Saturday, May 17, 2014

Assessing reasonableness of suspicion

When can a tip-off provide the police with reasonable grounds to suspect that an offence has been committed? 

If the informant is not known to the police, what circumstances can provide sufficient assurance of reliability to establish reasonable grounds for this suspicion?

General rules providing for criteria of reliability may be difficult to apply uniformly in actual cases, and judges may differ in the same case, as is illustrated by the 5-4 split in Navarette v California, USSC No 12-9490, 22April 2014.

Thomas J and Scalia J differed here, the former giving the opinion of the Court and the latter the dissent. The central issue here was the grounds upon which the police stopped a vehicle on a road, which must be borne in mind in jurisdictions where the police can stop without grounds any vehicle for a routine licensing and roadworthiness check.

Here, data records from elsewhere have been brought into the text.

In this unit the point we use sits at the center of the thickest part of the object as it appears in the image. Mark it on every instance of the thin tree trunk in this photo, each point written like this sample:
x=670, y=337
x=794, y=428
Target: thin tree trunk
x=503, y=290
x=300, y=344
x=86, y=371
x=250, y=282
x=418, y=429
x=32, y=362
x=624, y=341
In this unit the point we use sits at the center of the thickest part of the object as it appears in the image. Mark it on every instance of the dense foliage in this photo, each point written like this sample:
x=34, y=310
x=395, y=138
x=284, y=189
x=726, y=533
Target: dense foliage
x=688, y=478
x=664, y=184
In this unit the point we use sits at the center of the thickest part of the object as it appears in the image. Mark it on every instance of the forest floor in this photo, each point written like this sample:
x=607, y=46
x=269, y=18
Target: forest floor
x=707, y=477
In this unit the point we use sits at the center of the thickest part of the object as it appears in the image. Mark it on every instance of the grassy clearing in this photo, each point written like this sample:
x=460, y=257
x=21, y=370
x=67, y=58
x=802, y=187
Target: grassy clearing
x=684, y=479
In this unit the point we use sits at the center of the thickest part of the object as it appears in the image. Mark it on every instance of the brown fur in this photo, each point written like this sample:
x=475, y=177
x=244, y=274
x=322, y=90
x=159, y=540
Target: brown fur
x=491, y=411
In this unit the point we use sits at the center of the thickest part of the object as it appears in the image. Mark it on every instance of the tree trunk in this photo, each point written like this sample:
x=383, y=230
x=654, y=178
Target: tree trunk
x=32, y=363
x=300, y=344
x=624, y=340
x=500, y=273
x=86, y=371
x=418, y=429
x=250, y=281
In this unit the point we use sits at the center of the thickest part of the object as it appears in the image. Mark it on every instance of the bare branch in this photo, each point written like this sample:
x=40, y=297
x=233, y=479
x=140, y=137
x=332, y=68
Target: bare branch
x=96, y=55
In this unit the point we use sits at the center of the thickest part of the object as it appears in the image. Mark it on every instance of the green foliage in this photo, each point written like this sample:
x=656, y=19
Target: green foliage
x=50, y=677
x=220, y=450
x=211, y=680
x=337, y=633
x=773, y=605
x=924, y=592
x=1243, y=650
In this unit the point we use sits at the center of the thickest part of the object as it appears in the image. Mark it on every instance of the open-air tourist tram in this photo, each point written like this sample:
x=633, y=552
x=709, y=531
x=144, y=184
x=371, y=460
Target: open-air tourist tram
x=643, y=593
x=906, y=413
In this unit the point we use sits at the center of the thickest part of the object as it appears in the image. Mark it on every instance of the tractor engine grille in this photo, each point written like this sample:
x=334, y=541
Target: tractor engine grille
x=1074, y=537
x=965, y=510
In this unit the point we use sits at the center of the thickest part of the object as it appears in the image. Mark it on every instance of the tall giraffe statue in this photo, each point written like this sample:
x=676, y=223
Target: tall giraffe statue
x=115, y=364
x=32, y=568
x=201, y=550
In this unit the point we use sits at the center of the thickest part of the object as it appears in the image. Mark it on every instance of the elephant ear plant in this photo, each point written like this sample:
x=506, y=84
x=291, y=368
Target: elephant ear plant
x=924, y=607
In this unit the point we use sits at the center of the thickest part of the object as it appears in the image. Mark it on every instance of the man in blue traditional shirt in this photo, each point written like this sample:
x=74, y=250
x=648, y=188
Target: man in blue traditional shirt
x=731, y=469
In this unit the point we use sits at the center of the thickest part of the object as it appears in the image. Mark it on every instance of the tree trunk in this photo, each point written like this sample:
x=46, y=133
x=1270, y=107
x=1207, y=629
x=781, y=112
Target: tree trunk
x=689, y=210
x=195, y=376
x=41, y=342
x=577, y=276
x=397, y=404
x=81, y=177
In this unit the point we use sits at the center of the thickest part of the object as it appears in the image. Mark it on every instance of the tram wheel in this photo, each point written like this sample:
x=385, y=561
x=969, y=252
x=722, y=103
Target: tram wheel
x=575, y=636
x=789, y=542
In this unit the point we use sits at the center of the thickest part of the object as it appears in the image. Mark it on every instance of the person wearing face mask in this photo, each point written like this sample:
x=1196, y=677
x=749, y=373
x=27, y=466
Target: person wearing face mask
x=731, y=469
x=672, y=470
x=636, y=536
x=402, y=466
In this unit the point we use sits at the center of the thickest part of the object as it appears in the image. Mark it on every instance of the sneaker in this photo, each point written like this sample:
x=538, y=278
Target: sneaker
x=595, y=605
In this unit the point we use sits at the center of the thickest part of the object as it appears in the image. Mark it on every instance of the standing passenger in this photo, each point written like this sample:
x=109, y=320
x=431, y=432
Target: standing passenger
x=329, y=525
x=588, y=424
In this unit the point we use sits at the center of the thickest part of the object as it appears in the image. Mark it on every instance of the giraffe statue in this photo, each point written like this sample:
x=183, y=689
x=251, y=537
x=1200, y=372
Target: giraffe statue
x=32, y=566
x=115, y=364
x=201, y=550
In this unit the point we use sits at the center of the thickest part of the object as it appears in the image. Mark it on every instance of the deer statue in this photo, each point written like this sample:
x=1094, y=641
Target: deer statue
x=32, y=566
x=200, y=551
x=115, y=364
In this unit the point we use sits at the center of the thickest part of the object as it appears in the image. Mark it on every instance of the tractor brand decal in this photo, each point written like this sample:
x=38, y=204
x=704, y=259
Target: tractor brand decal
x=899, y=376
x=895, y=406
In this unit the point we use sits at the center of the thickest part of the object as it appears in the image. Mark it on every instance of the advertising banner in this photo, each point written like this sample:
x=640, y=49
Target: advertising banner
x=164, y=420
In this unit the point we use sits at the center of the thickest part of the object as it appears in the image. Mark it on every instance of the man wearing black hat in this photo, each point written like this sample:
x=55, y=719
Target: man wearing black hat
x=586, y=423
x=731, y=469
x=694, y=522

But more generally, Navarette illustrates how descriptions of requirements for reliability (was the informant an eyewitness, had there been time for fabrication of the report, would a false report carry risks that the informant would be called to account, did the reported facts indicate criminal activity, did subsequent police activity dispel the inference of reasonable suspicion?) can undermine the protection against unreasonable search when the facts are assessed.

Scalia J cogently reasoned that the police activity - following a suspected drunken driver for five minutes without observing anything irregular about the driving - dispelled suspicion. On his evaluation of the evidence there had been time for fabrication - "Plenty of time to dissemble or embellish" - and there was no evidence that the informant knew of any difficulties there may have been in locating her, and there could have been many innocent explanations for the driving behaviour she reported. Further, the driving was observed by the police to have been irreproachable and it gave rise to no suspicion of any criminal activity. A drunk driver cannot (necessarily) decide to drive carefully when he sees that he is under police observation.

The case focuses on the lawfulness of the stopping of the vehicle. A subsequent smelling of marijuana led to search and discovery of 30 pounds of that drug in the vehicle. The case is not concerned with the question of whether the evidence would be admissible if the search had been illegal. Here there was no police misconduct, but on the other hand the police should be deterred from relying on inadequate grounds for a search. Problematically, the distinction between belief and suspicion is difficult to apply in practice, and an erroneous belief that a suspicion is reasonably based can be a slight error compared to the public interest in detecting serious crime. Still, expansion of what is considered to be reasonable grounds for suspicion makes it less necessary to consider the admissibility consequences of police actions in good faith (Illinois v. Rodriguez, 497 U.S. 177 (1990), cited in Findlaw, Annotation 6 - Fourth Amendment, fn 224).